Lesson 5: Checking Accounts

How to check your checks…

Now that you have learned about savings accounts and how to properly save towards your large purchases, let’s talk about another type of bank account. These are called checking accounts. Like savings accounts, checking accounts are used in order to keep track of an individual’s finances. Both checking and savings accounts are ways to keep your money safe, but each account has a different function. Checking accounts are designed for frequent transactions which can occur multiple times in one day! Unlike savings accounts, banks expect people to make frequent withdrawals and deposits to checking accounts. These can be from a few times a day to a few times a week, depending on the person. So rather than using a checking account for that expensive new electronic you want, it would rather be used for that new sweatshirt or bright pink top you’ve been wanting! 

So you might be thinking, “Why would I open a checking account?” Well, Checking accounts are an essential piece for money management that can provide safety and accessibility. A major difference between checking and savings accounts is that checking accounts come with actual checks! Woah mind blown! Checks are legal documents that function just like cash and can be used to pay for things like groceries, clothes, and other services.

How to fill out a check

Checks work to help people pay bills or make everyday purchases without having to carry around loose bills and coins which are easy to lose. It is crucial for you to understand that to write a check, there must be sufficient funds in the checking account to cover the amount. For example, you can’t write a check to buy groceries worth $100 if you only have $50 in your checking account. If you were to try and do this, the check would be bounced, or returned to the person who tried to deposit it due to the lack of funds in the account. Not only is this plain awkward but having a check bounced will result in a fee charged by the bank. It is important that whenever you make a deposit or write a check, you also record the details of each transaction in your check register. A check register, much like a savings register, is a document to keep track of each transaction you make to maintain accuracy and the correct balance at all times. This helps to ensure you always have sufficient funds when making purchases. 

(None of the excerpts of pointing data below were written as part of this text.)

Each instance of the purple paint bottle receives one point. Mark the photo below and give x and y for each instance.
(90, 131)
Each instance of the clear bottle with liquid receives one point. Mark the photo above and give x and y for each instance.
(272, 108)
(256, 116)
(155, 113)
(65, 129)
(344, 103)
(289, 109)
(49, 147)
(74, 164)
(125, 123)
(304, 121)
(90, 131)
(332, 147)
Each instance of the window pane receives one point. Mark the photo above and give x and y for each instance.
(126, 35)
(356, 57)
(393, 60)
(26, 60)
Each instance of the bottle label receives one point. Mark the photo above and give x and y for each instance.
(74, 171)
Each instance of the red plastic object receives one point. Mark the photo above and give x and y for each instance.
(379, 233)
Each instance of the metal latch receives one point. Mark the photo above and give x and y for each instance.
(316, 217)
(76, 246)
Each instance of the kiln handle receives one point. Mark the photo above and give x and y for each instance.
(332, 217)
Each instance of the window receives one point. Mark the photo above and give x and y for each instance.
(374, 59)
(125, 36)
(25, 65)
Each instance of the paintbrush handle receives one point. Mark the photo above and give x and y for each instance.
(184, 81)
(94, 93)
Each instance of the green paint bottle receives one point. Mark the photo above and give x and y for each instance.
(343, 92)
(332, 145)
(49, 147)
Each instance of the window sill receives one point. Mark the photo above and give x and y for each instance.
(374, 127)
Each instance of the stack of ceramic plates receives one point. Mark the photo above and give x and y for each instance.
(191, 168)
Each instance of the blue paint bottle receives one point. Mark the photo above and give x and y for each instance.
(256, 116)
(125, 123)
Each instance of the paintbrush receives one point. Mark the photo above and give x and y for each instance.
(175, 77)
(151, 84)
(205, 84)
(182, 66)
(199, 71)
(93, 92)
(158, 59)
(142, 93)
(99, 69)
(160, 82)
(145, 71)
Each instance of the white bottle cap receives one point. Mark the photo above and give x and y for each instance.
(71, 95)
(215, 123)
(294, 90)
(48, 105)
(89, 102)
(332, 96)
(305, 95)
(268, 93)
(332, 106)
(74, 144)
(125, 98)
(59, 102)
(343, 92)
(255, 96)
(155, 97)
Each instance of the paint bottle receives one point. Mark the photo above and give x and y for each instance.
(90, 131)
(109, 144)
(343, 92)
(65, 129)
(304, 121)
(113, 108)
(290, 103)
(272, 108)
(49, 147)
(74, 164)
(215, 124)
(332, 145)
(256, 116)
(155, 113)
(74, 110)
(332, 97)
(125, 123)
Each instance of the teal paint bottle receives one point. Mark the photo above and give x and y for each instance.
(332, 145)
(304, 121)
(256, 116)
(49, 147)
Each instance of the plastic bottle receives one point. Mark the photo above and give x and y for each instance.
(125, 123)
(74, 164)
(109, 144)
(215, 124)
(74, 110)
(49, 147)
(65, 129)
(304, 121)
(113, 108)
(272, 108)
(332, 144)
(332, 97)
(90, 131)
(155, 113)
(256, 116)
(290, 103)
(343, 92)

 The most notable difference between savings and checking accounts is that savings accounts earn interest while checking accounts do not. This is why checking accounts are used for frequent transactions whereas savings accounts are often untouched in order to earn interest over time. Utilizing a checking account can help you maintain your finances without having to carry around loose change and miscellaneous bills to make a normal purchase. 

Now that you know all about checking accounts and how they are used and differ from savings accounts, let’s talk about how to open one yourself! The process for opening a checking account is similar to that of opening a savings account. You will need a parent or guardian to accompany you and likely the same personal identification required to open a savings account. You should bring some form of government-issued ID, social security number, and some money to deposit! Make sure to check with your bank to be extra careful, as some may have different policies. 

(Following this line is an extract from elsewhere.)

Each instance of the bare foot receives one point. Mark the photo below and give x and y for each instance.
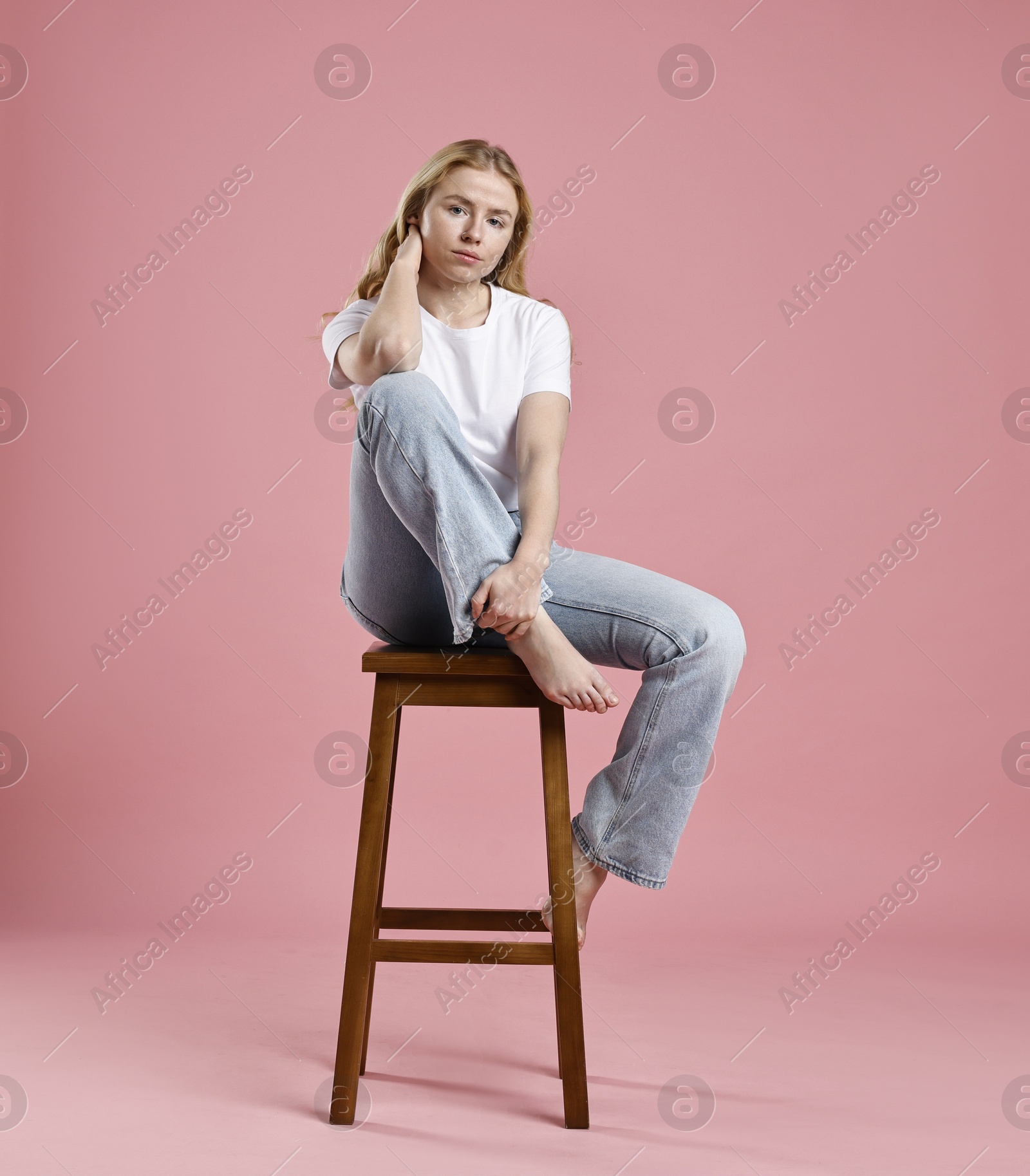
(560, 671)
(588, 879)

Just like savings accounts, you can utilize an Automated Teller Machine (ATM) to make deposits, withdrawals, and money maintenance easier. Like savings accounts, the bank will issue you an ATM card which allows you to access ATMs anywhere at any time! Along with this card, you will be given a secret Personal Identification Number (PIN). Make sure to keep this PIN to yourself because it is the key to all your hard-earned money!

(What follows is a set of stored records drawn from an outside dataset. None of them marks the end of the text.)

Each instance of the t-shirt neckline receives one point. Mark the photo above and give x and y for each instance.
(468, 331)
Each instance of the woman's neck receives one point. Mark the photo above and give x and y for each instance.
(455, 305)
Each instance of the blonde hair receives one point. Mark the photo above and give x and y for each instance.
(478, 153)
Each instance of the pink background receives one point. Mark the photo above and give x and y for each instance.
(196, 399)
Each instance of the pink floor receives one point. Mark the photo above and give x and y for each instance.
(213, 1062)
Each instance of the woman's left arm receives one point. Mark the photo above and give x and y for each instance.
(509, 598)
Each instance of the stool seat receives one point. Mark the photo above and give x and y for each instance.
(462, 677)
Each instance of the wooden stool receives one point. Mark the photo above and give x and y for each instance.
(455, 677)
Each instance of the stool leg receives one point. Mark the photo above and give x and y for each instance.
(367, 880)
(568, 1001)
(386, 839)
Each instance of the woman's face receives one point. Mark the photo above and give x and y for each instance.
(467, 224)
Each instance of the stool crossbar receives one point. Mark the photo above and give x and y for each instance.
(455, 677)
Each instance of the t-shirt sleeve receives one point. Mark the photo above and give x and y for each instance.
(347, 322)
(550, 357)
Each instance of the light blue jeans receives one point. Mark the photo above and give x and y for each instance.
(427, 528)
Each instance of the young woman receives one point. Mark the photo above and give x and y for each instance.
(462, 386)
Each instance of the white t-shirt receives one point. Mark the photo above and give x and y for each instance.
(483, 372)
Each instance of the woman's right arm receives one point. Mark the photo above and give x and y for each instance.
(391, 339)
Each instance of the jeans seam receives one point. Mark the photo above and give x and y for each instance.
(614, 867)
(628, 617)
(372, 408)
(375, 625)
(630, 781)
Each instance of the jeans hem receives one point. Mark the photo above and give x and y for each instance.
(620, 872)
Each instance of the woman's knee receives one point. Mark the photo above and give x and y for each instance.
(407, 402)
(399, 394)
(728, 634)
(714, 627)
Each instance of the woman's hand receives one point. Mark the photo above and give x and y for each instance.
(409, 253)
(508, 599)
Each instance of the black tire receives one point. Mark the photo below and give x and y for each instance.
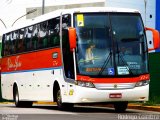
(19, 103)
(120, 107)
(60, 105)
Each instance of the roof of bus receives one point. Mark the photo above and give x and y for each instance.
(57, 13)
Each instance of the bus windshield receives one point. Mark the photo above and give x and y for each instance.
(110, 44)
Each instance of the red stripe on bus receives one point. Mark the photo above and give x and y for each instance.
(33, 60)
(113, 80)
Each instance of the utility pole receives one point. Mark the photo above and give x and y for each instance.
(43, 4)
(3, 23)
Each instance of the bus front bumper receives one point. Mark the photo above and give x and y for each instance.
(93, 95)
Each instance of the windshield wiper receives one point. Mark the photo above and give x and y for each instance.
(123, 60)
(105, 63)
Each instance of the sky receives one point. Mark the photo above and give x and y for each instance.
(10, 10)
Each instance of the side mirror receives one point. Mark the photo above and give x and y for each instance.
(72, 38)
(156, 37)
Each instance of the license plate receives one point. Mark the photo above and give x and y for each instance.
(115, 95)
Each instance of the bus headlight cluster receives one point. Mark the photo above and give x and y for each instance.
(142, 83)
(85, 84)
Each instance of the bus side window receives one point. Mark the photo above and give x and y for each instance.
(35, 37)
(43, 35)
(6, 45)
(53, 32)
(20, 41)
(67, 54)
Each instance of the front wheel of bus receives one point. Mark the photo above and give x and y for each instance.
(62, 106)
(120, 107)
(16, 97)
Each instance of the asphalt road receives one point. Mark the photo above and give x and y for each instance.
(49, 112)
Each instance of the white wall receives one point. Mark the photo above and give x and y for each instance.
(10, 10)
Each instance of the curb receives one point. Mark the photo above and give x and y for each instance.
(141, 107)
(130, 105)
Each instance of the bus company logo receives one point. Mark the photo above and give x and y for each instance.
(115, 85)
(13, 64)
(55, 63)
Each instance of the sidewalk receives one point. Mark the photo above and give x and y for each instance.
(142, 107)
(130, 105)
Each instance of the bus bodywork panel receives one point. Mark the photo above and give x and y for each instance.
(31, 72)
(92, 95)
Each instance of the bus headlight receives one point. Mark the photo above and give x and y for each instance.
(142, 83)
(85, 84)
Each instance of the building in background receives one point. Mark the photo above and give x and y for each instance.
(10, 10)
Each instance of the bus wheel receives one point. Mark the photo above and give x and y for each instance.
(63, 106)
(120, 107)
(20, 103)
(16, 97)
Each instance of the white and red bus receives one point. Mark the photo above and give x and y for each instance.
(82, 55)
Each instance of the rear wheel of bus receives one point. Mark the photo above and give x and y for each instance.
(120, 107)
(60, 105)
(19, 103)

Since you now know what a checking account is and how it can be useful, buying that new sweater or pink top you want just got a little bit easier! You no longer have to worry about losing track of your money and carrying around loose change. Next time you want to be more efficient with your daily purchases, make sure to utilize the benefits of a checking account!

 
Checking accounts are designed for frequent transactions which can occur multiple times in one day.